4.– Anche nel caso in esame, infatti, come in quello concernente l’art. 73, comma 5, del d.P.R. 9 ottobre 1990, n. 309 (Testo unico delle leggi in materia di disciplina degli stupefacenti e sostanze psicotrope, prevenzione, cura e riabilitazione dei relativi stati di tossicodipendenza), le conseguenze del divieto di prevalenza dell’attenuante di cui al secondo comma dell’art. 648 cod. pen. sulla recidiva risultano manifestamente irragionevoli, per l’annullamento delle differenze tra le due diverse cornici edittali delineate dal primo e dal secondo comma dell’art. 648 cod. pen. Nel caso in esame assume particolare rilievo non tanto la divaricazione tra i livelli massimi della pena detentiva prevista nei due commi, quanto, come ha rilevato la Corte rimettente, quella tra i livelli minimi, perché, per effetto della recidiva reiterata, il minimo della pena detentiva previsto per il fatto di particolare tenuità (15 giorni di reclusione) viene moltiplicato per 48, determinando un aumento incomparabilmente superiore a quello specificamente previsto per tale recidiva dall’art. 99, quarto comma, cod. pen., che, a seconda dei casi, è della metà o di due terzi.

L’incongruità di questo risultato appare evidente se si considerano i criteri stabiliti dall’art. 69, quarto comma, cod. pen., prima della modificazione (in genere diretta a favorire l’imputato) operata dall’art. 6 del d.l. n. 99 del 1974, quando l’aumento della recidiva veniva effettuato sulla pena prevista per la fattispecie attenuata. In un caso come quello in esame, infatti, la pena minima da irrogare sarebbe stata, a seconda del tipo di recidiva, di 22 giorni o di 25 giorni, vale a dire di 15 giorni per il reato attenuato previsto dall’art. 648, secondo comma, cod. pen., aumentato per la recidiva, a seconda dei casi, della metà o di due terzi (in base alla disposizione attualmente vigente, dato che prima era previsto un aumento minore), mentre il giudizio di equivalenza, imposto dalla norma impugnata, determina un aumento di un anno, 11 mesi e 15 giorni.
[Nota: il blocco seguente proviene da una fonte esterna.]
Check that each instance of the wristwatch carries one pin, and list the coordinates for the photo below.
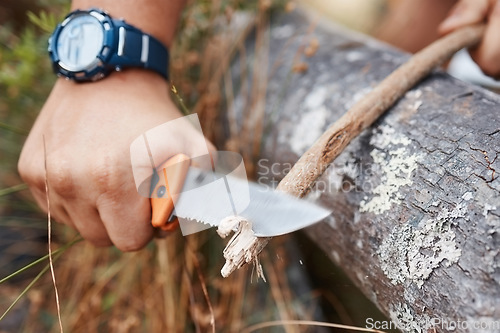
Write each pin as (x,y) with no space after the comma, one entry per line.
(89,44)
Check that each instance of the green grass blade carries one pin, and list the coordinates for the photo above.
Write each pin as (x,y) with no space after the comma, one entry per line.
(45,257)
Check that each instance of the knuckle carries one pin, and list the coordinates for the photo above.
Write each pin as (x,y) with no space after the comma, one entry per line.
(30,173)
(106,174)
(60,177)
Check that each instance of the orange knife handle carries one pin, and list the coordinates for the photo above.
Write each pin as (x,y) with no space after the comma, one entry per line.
(166,193)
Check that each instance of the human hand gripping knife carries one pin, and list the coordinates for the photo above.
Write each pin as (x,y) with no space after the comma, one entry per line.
(203,198)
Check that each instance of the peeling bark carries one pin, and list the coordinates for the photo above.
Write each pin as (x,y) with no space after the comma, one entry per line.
(416,197)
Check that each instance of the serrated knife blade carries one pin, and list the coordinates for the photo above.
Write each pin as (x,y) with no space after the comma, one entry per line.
(208,197)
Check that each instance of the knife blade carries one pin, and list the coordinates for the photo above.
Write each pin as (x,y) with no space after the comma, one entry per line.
(207,197)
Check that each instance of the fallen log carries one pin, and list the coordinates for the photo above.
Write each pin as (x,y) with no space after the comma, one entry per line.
(416,197)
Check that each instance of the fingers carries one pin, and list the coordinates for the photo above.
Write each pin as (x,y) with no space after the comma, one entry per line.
(128,225)
(487,54)
(465,12)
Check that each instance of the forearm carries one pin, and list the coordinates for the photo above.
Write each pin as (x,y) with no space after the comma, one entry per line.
(158,18)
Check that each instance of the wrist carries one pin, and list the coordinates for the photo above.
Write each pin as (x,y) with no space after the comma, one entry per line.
(127,81)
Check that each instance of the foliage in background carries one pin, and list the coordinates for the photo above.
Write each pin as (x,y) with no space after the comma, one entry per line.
(173,285)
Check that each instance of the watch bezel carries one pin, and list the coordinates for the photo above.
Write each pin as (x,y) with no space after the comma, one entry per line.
(97,69)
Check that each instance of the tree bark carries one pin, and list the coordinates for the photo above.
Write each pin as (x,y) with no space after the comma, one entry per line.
(416,197)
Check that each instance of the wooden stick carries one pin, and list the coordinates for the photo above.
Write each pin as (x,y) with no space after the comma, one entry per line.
(244,246)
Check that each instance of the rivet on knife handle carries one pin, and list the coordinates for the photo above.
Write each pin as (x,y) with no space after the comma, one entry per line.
(164,193)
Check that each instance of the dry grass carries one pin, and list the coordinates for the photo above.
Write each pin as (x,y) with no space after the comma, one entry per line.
(174,284)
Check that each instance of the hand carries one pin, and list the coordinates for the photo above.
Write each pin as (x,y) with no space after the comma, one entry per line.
(88,129)
(465,12)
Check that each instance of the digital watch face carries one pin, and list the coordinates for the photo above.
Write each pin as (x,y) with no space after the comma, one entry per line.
(80,42)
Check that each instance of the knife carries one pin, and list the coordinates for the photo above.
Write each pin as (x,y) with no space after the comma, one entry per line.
(201,198)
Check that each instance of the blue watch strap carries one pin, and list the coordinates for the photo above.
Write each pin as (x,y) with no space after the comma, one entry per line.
(137,49)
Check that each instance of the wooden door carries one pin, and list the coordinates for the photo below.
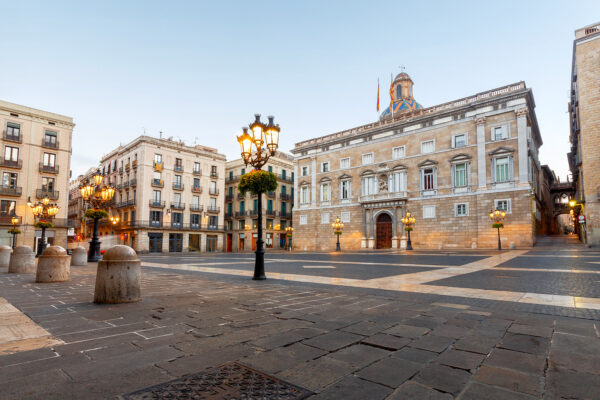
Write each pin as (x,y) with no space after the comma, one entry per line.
(384,231)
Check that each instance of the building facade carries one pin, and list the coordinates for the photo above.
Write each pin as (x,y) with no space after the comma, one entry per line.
(449,165)
(241,212)
(584,110)
(35,164)
(169,196)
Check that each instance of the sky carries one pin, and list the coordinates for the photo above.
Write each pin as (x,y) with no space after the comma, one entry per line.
(198,70)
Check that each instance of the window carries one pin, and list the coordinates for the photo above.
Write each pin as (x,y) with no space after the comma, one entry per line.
(345,190)
(398,152)
(460,175)
(428,146)
(459,140)
(369,185)
(7,208)
(499,133)
(428,179)
(502,170)
(345,216)
(428,211)
(325,192)
(503,205)
(397,182)
(461,209)
(304,195)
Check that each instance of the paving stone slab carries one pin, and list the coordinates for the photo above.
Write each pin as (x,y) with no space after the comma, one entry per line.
(390,372)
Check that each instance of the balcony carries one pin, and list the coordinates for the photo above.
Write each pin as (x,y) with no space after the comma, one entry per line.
(49,169)
(11,163)
(157,204)
(51,144)
(11,137)
(384,196)
(51,194)
(178,206)
(10,190)
(196,207)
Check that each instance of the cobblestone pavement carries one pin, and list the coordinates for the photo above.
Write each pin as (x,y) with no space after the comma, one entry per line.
(338,342)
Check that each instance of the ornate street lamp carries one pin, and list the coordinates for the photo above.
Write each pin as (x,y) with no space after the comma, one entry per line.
(44,212)
(96,197)
(337,226)
(408,220)
(14,231)
(497,216)
(256,149)
(288,234)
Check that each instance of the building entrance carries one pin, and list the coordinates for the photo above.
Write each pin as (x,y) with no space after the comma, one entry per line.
(384,231)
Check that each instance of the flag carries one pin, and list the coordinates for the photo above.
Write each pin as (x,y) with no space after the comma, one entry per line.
(377,94)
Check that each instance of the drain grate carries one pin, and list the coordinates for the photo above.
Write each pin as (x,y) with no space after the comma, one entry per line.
(231,381)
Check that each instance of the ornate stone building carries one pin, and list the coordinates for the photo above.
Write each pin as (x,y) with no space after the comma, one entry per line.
(448,164)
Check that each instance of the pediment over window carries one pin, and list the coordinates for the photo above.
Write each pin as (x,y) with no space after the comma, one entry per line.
(501,150)
(399,167)
(460,157)
(368,172)
(427,163)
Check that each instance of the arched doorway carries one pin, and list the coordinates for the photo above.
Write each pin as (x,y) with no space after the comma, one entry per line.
(384,231)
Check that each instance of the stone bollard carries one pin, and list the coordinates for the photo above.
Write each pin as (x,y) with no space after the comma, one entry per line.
(5,256)
(119,276)
(79,256)
(22,261)
(54,265)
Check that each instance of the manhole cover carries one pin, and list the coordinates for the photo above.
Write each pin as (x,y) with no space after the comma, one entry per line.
(231,381)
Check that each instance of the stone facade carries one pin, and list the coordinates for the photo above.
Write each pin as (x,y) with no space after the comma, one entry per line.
(584,109)
(240,211)
(35,163)
(449,165)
Le differenti comminatorie edittali del primo e del secondo comma dell’art. 648 cod. pen. rispecchiano le diverse caratteristiche oggettive delle due fattispecie, sul piano dell’offensività e alla luce delle stesse valutazioni del legislatore: il trattamento sanzionatorio, significativamente più mite nel minimo edittale, assicurato al fatto di «particolare tenuità» (la cui configurabilità è riconosciuta dalla giurisprudenza comune solo per le ipotesi di rilevanza criminosa assolutamente modesta, talvolta al limite della contravvenzione di acquisto di cose di sospetta provenienza), «esprime una dimensione offensiva la cui effettiva portata è disconosciuta dalla norma censurata, che indirizza l’individuazione della pena concreta verso un’abnorme enfatizzazione delle componenti soggettive riconducibili alla recidiva reiterata, a detrimento delle componenti oggettive del reato» (sentenza n. 251 del 2012). In altri termini due fatti, quelli previsti dal primo e dal secondo comma dell’art. 648 cod. pen., che lo stesso assetto legislativo riconosce come profondamente diversi sul piano dell’offesa, vengono ricondotti alla medesima cornice edittale, determinando la violazione dell’art. 25, secondo comma, Cost., «che pone il fatto alla base della responsabilità penale» (sentenze n. 251 del 2012 e n. 249 del 2010).

La recidiva reiterata «riflette i due aspetti della colpevolezza e della pericolosità, ed è da ritenere che questi, pur essendo pertinenti al reato, non possano assumere, nel processo di individualizzazione della pena, una rilevanza tale da renderli comparativamente prevalenti rispetto al fatto oggettivo: il principio di offensività è chiamato ad operare non solo rispetto alla fattispecie base e alle circostanze, ma anche rispetto a tutti gli istituti che incidono sulla individualizzazione della pena e sulla sua determinazione finale. Se così non fosse, la rilevanza dell’offensività della fattispecie base potrebbe risultare “neutralizzata” da un processo di individualizzazione prevalentemente orientato sulla colpevolezza e sulla pericolosità» (sentenza n. 251 del 2012).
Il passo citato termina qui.